T he six cancer registries in India fail to give the true picture of cancer incidence as several cases go unreported. Vinod Raina, additional professor of medical oncology at aiims , recently stated in a television programme that only about 30 per cent of the patients diagnosed with cancer undergo treatment because of the cost and many drop out halfway, having run out of money. Yet, whatever indicators are available do not present an encouraging picture (see graph: Cancer in Delhi ).
Randip Guleria, assistant professor of pulmonary medicine at aiims who participates in a weekly lung cancer clinic, says, "My impression is that there has been an abnormal increase in certain cancers in Delhi, and cancers of blood and lung are two of these. And the problem is only growing, because cancer takes a lot of time to develop, a lot of exposure to toxins. The pollution that we cause today comes back as cancer 10-20 years hence."
Data projections by the National Cancer Registry Programme of the Indian Council of Medical research show that cancer of the cervix would be the most common cancer in India by July 2001, accounting for more than 12 per cent of all cases. In Delhi, lung cancer is the commonest among men. Blood cancers are also a greater problem in the capital as compared to the other registries. A comparison of blood cancer rates in the late 1980s shows Delhi records the highest rate of occurrence of blood cancers among the six registries in India (see graph: Blood cancers: Delhi's bane ).
What are the reasons for these alarming trends? The causes of cancer are too diverse -- from lifestyle to genetic makeup. Several physicians say better health awareness among the masses is responsible for a greater number of cases being reported, and that rise is proportionate to the increasing population. But this does not explain the entire picture. For example, while cancer is an ageing-related disease, how can childhood cancers be explained? In the us , for example, cancer is the leading cause of disease-related death among children and childhood cancer rates are increasing at 10 per cent every year, according to a 1998 report entitled 'Childhood cancer: a growing problem', published in the Environmental Health Perspectives . Improved diagnostics and better recording of cases are assumed to play a role in this, but "even taken together they cannot explain the magnitude of increases that have been observed," says Sheila Hoar Zahm, deputy chief of occupational epidemiology at the us National Cancer Institute.

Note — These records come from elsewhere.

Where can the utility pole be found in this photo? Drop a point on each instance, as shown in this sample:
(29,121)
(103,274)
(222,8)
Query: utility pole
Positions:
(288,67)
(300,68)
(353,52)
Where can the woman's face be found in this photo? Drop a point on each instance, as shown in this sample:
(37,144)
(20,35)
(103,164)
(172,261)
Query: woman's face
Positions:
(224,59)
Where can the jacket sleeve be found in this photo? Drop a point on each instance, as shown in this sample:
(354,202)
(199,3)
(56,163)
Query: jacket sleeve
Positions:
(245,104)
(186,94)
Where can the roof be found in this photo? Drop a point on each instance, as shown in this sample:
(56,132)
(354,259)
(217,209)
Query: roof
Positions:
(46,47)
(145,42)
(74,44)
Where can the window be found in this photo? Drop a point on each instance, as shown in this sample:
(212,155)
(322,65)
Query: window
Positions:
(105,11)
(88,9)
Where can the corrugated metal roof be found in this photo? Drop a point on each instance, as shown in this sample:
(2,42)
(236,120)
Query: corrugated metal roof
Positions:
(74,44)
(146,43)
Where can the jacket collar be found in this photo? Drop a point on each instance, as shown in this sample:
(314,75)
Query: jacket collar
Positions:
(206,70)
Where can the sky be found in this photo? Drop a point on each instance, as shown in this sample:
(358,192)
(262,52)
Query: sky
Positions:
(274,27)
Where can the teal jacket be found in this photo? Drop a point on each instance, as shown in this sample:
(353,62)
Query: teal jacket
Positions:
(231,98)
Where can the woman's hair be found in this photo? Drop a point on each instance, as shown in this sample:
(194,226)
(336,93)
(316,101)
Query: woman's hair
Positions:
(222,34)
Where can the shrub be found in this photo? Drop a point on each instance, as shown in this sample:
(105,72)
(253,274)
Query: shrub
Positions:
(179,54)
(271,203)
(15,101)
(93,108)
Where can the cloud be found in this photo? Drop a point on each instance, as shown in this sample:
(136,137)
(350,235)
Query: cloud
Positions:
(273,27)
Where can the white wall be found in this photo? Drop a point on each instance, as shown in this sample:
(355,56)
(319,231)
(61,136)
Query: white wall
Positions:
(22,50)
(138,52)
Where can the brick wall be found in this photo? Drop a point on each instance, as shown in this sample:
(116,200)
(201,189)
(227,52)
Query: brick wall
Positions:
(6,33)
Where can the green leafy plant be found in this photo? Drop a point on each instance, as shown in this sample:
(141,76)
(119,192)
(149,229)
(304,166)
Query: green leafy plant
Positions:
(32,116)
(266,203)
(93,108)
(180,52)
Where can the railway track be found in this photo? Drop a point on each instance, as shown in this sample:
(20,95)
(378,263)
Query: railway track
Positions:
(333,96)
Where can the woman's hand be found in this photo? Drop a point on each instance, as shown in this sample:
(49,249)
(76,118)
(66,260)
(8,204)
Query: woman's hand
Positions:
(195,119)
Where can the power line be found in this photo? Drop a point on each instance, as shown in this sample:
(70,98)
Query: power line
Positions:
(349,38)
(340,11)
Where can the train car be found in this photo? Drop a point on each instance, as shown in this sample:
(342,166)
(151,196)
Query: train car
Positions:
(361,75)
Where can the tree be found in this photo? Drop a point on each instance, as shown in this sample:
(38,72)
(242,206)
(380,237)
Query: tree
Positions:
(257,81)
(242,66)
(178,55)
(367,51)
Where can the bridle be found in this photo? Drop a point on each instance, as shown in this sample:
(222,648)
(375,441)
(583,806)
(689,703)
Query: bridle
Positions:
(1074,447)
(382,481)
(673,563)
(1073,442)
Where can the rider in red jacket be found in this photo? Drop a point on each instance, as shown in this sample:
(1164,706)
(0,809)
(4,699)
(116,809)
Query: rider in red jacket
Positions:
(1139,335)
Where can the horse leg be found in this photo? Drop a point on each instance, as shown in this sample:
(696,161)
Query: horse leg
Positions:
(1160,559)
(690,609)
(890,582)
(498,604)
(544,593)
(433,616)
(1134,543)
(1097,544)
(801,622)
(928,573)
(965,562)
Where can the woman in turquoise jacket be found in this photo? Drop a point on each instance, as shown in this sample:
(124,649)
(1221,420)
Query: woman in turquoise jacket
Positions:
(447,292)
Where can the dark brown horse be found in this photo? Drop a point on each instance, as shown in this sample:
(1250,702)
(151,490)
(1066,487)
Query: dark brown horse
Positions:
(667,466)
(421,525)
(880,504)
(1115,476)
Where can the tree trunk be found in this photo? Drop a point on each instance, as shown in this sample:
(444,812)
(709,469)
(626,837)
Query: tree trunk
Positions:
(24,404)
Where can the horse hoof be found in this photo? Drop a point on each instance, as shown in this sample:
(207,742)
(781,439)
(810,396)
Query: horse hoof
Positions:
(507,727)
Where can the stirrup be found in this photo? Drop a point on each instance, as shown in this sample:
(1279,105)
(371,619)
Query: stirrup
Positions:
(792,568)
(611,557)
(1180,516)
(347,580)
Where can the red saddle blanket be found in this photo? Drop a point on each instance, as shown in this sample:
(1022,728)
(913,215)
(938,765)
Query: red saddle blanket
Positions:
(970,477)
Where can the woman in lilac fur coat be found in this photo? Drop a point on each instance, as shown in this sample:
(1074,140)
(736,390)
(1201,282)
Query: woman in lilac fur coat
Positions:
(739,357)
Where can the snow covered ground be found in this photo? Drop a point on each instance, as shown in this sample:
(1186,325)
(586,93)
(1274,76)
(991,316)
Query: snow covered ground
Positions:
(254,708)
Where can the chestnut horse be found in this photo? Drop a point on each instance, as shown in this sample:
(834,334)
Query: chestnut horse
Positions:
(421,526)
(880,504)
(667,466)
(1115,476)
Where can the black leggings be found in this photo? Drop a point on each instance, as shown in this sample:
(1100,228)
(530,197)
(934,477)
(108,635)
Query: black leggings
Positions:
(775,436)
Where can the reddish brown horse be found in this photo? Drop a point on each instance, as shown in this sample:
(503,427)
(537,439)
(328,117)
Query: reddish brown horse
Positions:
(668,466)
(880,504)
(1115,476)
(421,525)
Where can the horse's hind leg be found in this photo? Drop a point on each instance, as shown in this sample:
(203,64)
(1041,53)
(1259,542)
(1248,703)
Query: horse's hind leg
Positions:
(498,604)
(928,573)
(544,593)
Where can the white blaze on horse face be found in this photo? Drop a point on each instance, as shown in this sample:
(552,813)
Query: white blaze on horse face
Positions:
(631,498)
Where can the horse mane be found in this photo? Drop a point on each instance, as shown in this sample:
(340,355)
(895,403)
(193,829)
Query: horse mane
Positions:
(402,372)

In recent times, a lot of scientific support has come in for the view that cancer has more to do with environmental conditions than anything else, including genetic makeup (see 'Genes, dreams and reality', Down To Earth , Vol 9, No 6; August 15, 2000). " iarc reported a few years ago that more than 80-90 per cent of all cancers are related to the environment. Hence, there is no question that with the increase in pollution burden in our environment there will be an increase in the incidence of cancer," says P K Ray, immunotoxicologist and director of the Bose Institute of Calcutta. "Benzene is bad for health and is known to cause certain cancers like those of the bladder and blood. It is toxic to bone marrow and the urinary bladder," says Raina. Benzene is an established human carcinogen, and its levels are amazingly high in the ambient air of cities like Delhi (see graph: Delhi's shockingly high... ). H B Mathur, professor emeritus at the Delhi College of Engineering, and expert on engine technology and a fellow at the Centre for Science and Environment, says when Delhi started using unleaded petrol, nobody gave a thought to the number of vehicles that do not have catalytic converters. "Today, over 90 per cent of the capital's vehicle fleet has no catalytic converter. This causes major emissions of benzene from the exhaust pipes," he says.